Novo local proposto é o KM 19 da RS 122 (foto), perto da ponte do arroio Paradiso. E o pedágio que seria na Capela pode ir para o Muda Boi, em Montenegro - Crédito: Google Maps

Após o Governo do Estado anunciar que as novas praças de pedágio no Vale do Caí, no processo de concessão, seriam instaladas no quilômetro 4 da RS 122 no Areião (São Sebastião do Caí) e no KM 30 da RS 240 na localidade de Paquete (Capela de Santana), outras reuniões com prefeitos aconteceram nesta semana. Tanto o prefeito da Capela, Alfredo Machado, como o do Caí, Júlio Campani, não concordaram com os locais propostos. E novas alternativas foram apresentadas.

Campani disse que participou de reunião nesta quarta-feira, dia 29, em Porto Alegre, com o secretário extraordinário de Parcerias do Estado, Leonardo Busatto, e com o diretor do Departamento de Parcerias Público-Privadas, Rafael Ramos. “Discutimos alternativas”, afirma o prefeito caiense. Uma das opções que surgiram, conforme Campani, é a instalação da praça de pedágio da RS 122 na altura do quilômetro 19, bem na divisa do Caí com Bom Princípio. Seria próximo da entrada da Vigia e da ponte sobre o Arroio Paradiso.

Júlio Campani disse que fez contato com o prefeito de Bom Princípio, Fábio Persch, sobre esta possibilidade. Persch já tinha se manifestado, anteriormente, que não aceitava o pedágio em Bom Princípio, quando tinha sido anunciado pelo Governo para o quilômetro 22,5, na altura do bairro Bela Vista, próximo da ponte sobre o rio Caí. Sobre este novo local proposto, Fábio também manifestou preocupação e lembrou que teriam muitos desvios. Lembrou que o município está investindo em melhorias, como no Paraíso, onde está sendo feito asfalto, e no Caí Velho. “Somos contra neste ponto, pois trará grandes prejuízos as comunidades do Paraíso e Bela Vista, pela facilidade de desvios do pedágio por estradas pavimentadas, que serão danificados. Penso que o próprio Estado perceberá esse equívoco”, entende Persch. “Somos contrários a instalação do pedágio entre as pontes”, completa.

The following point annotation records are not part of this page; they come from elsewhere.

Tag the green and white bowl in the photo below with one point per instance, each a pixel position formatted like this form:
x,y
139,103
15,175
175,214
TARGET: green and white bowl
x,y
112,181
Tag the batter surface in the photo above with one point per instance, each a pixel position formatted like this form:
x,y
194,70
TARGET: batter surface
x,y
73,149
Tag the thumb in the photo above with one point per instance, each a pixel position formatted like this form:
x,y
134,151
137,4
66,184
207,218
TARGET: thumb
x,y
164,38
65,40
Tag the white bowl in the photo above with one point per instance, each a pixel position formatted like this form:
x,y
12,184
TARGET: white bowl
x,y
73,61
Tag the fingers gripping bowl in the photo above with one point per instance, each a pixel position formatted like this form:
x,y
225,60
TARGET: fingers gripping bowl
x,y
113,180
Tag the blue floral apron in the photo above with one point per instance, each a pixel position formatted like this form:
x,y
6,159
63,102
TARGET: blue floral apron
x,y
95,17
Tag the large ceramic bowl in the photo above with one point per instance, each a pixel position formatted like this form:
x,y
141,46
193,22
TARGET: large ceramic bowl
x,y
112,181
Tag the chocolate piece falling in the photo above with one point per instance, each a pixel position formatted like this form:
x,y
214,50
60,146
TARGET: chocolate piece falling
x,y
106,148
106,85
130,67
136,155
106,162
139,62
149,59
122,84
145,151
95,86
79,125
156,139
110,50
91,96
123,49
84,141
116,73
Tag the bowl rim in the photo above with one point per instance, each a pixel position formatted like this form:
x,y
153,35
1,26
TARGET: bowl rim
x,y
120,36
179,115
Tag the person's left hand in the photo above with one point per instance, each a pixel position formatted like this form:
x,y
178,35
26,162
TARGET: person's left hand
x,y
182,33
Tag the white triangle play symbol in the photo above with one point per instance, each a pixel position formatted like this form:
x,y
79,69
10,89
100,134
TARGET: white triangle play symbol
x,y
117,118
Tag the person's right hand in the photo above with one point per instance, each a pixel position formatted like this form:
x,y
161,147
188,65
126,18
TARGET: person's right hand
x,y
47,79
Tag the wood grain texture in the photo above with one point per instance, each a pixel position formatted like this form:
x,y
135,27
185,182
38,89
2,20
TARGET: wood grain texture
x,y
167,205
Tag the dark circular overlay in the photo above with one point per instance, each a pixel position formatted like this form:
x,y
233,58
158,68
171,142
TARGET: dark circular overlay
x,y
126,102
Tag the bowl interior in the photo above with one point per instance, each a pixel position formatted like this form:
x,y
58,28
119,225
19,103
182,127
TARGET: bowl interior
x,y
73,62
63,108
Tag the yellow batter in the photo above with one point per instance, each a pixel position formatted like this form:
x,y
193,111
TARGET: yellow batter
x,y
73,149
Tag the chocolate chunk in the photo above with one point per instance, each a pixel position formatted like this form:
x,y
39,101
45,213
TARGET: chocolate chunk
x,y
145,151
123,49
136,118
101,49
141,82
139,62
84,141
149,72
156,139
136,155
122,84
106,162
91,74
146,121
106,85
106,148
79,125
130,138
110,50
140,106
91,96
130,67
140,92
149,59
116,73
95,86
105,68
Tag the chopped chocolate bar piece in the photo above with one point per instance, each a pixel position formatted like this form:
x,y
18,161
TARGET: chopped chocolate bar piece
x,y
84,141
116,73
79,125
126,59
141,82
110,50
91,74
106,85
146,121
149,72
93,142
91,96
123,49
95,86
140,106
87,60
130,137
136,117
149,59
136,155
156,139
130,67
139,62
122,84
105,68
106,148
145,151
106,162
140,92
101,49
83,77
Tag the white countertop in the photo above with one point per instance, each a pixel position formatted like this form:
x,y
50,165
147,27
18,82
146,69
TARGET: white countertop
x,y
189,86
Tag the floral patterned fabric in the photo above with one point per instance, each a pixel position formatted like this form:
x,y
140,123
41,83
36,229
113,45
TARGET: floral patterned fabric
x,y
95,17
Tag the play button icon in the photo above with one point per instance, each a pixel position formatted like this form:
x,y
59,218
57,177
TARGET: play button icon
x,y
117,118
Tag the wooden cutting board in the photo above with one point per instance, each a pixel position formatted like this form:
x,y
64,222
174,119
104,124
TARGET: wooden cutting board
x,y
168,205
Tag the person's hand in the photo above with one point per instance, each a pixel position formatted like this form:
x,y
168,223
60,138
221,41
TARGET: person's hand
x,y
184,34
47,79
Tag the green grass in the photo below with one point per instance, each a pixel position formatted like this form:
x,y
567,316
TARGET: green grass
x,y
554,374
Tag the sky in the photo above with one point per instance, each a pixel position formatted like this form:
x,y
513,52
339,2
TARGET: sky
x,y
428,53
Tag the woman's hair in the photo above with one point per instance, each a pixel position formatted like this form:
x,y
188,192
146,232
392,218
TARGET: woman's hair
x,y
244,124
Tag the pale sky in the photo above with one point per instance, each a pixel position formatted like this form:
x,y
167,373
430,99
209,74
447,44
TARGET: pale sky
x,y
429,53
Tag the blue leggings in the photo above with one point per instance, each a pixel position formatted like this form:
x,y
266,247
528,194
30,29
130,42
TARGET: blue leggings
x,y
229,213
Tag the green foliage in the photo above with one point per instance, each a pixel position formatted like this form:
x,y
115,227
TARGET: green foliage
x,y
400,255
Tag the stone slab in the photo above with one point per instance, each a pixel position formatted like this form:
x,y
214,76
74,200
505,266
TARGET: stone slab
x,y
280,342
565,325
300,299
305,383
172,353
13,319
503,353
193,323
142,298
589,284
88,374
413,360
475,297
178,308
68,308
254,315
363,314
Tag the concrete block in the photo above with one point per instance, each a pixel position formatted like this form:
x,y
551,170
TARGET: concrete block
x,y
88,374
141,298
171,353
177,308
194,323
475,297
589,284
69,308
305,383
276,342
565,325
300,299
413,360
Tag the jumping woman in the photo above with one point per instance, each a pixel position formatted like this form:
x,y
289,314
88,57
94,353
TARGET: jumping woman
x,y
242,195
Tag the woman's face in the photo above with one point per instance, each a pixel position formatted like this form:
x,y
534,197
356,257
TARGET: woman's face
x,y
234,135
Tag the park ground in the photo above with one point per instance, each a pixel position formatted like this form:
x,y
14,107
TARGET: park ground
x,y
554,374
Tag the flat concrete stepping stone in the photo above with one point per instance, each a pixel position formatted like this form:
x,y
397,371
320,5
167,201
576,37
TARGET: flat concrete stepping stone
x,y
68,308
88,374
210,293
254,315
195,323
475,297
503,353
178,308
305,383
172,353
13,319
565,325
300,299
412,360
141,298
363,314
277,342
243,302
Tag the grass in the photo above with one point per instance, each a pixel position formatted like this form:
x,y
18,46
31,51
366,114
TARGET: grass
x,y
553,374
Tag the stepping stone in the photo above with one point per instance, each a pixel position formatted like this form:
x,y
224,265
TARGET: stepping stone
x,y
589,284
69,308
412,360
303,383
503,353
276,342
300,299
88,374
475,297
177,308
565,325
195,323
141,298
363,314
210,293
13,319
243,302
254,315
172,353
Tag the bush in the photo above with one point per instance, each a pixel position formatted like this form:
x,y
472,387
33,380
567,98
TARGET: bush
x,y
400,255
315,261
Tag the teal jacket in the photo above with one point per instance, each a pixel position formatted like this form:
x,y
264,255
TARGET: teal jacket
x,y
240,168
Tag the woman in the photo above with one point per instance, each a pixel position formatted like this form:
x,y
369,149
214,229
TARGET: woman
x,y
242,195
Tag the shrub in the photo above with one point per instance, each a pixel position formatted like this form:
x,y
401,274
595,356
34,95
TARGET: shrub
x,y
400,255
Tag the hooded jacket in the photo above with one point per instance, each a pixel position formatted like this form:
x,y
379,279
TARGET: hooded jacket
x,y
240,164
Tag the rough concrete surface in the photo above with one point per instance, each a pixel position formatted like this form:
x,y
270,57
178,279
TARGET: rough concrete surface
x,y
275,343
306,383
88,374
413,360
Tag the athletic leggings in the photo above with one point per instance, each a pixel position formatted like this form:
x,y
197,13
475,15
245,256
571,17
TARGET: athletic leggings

A RSC 287, entre Montenegro e Triunfo, na altura do Muda Boi, que está com condições precárias, volta a ser cogitada para a instalação de uma praça de pedágio, mas o prefeito Gustavo Zanatta não aceita
– Crédito: Guilherme Baptista/FN

Outra alternativa apresentada, segundo Campani, é de instalar o novo pedágio na RS 240, perto da divisa entre Portão e São Leopoldo, mais próximo do bairro Scharlau. Mas isso ainda não teria sido tratado com os prefeitos e lideranças das duas cidades, no caso, Portão e São Leopoldo. E não poderia ter um novo pedágio na RS 240, em Capela de Santana, como foi anunciado na última semana. Quanto a isso, em reunião ontem, com a presença do prefeito e lideranças da Capela, que não aceitam um pedágio no município, teria sido colocado como opção que a praça fosse instalada na RSC 287, em Montenegro, mais próximo da divisa com Triunfo, na altura da localidade de Muda Boi, como chegou a ser anunciado inicialmente e foi solicitado por Alfredo Machado. Entretanto, o prefeito de Montenegro, Gustavo Zanatta, também não quer o pedágio no município. “Estou surpreso. Esse assunto já estava encerrado. Não sabem o que fazer. É uma vergonha!”, revolta-se Zanatta.

Nada definido

O Governo tem pressa em definir os novos locais dos pedágios para poder publicar o edital o quanto antes e até o final do ano realizar o leilão que apontará as empresas que passarão a ser responsáveis pelas rodovias estaduais privatizadas. Mas por enquanto só está definido pelo fechamento da atual praça de Rincão do Cascalho (Portão). Os prefeitos esperam por investimentos e melhorias nas rodovias, mas ninguém quer os pedágios em seus municípios. Ainda mais que a cobrança passará a ser nos dois sentidos, com tarifas mais altas e sem direito a isenção para os moradores locais. Se o pedágio fosse instalado no Areião, por exemplo, a tarifa proposta é de R$ 9,62. E na Capela de R$ 7,08. Atualmente é cobrado R$ 6,50 para automóveis no pedágio da EGR no Portão, com cobrança somente num sentido e com isenção para moradores do município.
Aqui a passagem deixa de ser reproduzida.